Épaves (Prudhomme)/Pour la Fête du Travail au Musée Social
POUR LA FÊTE DU TRAVAIL
AU MUSÉE SOCIAL
L’homme au bout de ce siècle a-t-il rempli sa tâche ?
Qu’a-t-il fait des trésors qu’il avait hérités ?
— Il a sans cesse accru celui des vérités
Et libéré le bras par l’outil sans relâche ;
Et combien d’éléments, jadis ses ennemis,
Antique objet d’effroi pour l’ignorance lâche,
Il a pour son service affrontés et soumis !
Désormais toute force est son humble ouvrière ;
Colosse formidable, insoucieux du vent,
Le vaisseau glisse au gré d’un souffle plus savant ;
La roue impétueuse abat toute barrière ;
Sur l’heure un fil au loin transmet le signe écrit
Et prête à la parole une immense carrière,
Et la voix va survivre aux morts, sœur de l’esprit.
Mainte richesse, hier inconnue et murée,
Des roches qu’on foudroie émerge et luit au jour,
Maint désert s’apprivoise et se dore au labour,
Et des plus longs trajets si brève est la durée,
Si nombreux, si chargés se pressent les convois,
Qu’aujourd’hui la famine est partout conjurée ;
La peste enfin recule, implacable autrefois.

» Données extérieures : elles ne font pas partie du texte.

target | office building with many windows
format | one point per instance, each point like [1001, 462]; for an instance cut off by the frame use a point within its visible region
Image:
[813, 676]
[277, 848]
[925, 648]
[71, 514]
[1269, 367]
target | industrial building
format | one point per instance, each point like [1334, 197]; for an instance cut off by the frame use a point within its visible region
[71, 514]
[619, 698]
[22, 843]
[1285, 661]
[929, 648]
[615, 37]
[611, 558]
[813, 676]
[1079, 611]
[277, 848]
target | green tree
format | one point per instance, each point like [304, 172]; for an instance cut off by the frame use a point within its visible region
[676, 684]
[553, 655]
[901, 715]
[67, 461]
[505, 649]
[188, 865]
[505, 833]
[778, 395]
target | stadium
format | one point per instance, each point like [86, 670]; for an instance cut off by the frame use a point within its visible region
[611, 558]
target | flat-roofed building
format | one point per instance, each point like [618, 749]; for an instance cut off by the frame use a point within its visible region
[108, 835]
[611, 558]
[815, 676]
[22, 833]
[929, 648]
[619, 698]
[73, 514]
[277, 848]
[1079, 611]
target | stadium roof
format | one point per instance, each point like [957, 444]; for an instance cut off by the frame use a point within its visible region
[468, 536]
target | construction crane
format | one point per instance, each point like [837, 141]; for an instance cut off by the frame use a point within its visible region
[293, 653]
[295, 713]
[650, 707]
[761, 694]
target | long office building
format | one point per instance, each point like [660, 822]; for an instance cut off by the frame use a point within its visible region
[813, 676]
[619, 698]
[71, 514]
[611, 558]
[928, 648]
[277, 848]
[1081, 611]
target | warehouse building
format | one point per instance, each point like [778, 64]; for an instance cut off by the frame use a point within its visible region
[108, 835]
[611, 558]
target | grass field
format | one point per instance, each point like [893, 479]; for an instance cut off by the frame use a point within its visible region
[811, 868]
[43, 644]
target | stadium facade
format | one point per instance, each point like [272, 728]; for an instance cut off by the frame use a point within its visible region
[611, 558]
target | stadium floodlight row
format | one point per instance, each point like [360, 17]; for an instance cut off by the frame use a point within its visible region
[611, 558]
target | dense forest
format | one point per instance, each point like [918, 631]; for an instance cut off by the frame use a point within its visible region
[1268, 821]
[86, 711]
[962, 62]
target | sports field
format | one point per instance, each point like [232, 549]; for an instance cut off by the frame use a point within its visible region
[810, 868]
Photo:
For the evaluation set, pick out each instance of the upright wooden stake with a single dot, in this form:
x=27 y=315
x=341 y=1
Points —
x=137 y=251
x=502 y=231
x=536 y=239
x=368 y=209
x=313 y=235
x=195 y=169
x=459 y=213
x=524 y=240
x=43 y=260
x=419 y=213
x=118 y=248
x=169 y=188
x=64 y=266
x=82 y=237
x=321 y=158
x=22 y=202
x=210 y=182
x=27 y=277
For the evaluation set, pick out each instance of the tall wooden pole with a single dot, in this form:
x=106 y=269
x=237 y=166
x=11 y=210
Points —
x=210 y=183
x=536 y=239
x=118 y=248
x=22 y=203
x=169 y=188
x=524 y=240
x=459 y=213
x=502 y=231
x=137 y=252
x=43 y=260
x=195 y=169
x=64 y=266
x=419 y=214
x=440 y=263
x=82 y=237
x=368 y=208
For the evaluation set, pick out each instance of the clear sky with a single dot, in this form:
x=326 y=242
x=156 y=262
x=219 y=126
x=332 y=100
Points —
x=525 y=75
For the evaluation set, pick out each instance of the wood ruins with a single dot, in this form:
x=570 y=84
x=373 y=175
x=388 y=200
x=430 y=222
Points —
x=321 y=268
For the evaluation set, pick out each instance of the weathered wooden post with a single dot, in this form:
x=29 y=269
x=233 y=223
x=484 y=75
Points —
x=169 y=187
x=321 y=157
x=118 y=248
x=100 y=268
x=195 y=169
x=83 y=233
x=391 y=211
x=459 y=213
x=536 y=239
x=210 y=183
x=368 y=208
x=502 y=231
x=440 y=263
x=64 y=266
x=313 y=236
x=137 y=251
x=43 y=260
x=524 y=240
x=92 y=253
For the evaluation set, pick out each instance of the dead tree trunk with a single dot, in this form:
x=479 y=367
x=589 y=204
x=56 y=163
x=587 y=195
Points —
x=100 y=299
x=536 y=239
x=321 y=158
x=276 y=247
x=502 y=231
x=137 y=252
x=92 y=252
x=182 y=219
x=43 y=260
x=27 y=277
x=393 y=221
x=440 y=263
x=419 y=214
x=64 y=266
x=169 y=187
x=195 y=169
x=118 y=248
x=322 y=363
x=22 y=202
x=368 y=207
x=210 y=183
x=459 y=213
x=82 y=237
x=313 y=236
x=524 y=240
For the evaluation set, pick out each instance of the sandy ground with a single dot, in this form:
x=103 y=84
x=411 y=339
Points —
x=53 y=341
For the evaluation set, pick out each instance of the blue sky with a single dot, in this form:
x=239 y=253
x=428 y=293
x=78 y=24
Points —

Que te manque-t-il donc, ô noble race humaine,
Pour fonder ton bonheur sur le globe asservi,
Pour que, par mille engins secondée à l’envi,
D’un pôle à l’autre en paix ta force s’y promène.
Et pour que ton génie, affranchi du besoin,
Après t’avoir sacrée ici-bas souveraine,
Te rêve au ciel un trône et s’y cherche un témoin ?
Il te reste, ô dompteuse ! à te dompter toi-même,
À vaincre l’injustice et la discorde en toi,
À connaître, ô savante ! hélas ! ta propre loi.
Or c’est pour éclairer cet antique problème,
En sonder de sang-froid toute la profondeur,
Te faire dignement porter ton diadème
Et t’enseigner un sort conforme à ta grandeur ;
C’est pour interroger tous les peuples du monde,
Offrir en un faisceau les rayons égarés
Des flambeaux par l’espace et le temps séparés
Et fournir à l’étude un jour qui la féconde ;
C’est pour sauver l’enfant, le pauvre, de la nuit,
L’oisif du sourd orage où sa sentence gronde,
Le gueux du crime où l’or avare et froid l’induit ;
C’est pour forcer la haine à déposer les armes
Dans une arène calme où le Vrai seul combat,
Où, ne daignant briller que de son propre éclat,
Il fuit l’ardent forum aux stériles vacarmes,
Montrer à tous la source et les canaux des biens,
Avec droiture acquis, possédés sans alarmes,
Gage et prix des vertus qui font les citoyens ;
C’est pour tous ces bienfaits qu’en cette large enceinte
S’unissent, par la même ambition mêlés,
Les chercheurs à la fois patients et zélés,
Contre les violents ligue robuste et sainte.
Ils savent que les grands, les seuls législateurs,
Ce sont les rapports vrais des choses, et sans feinte,
Sans trouble, ils font parler ces rois sur les hauteurs.
Ils ne descendent pas sur la place publique
Où les rumeurs du nombre étouffent le conseil ;
Ils attirent vers eux, plus proche du soleil,
Au sommet d’où pour l’œil tout s’enchaîne et s’explique,
D’où les taches de sang ne se discernent plus,
Ils font monter l’élite austère et pacifique
Où le peuple à son tour puisera ses élus.
Reconnaissance, honneur à la main généreuse
Qui, pour fonder cette œuvre, en assurer l’essor,
Détournant du chemin vulgaire un fleuve d’or,
En comble le fossé que la Fortune creuse
Entre les hommes nés sous des astres divers,
Et donne à la Patrie, avec l’art d’être heureuse,
Un exemple d’amour qui serve à l’Univers.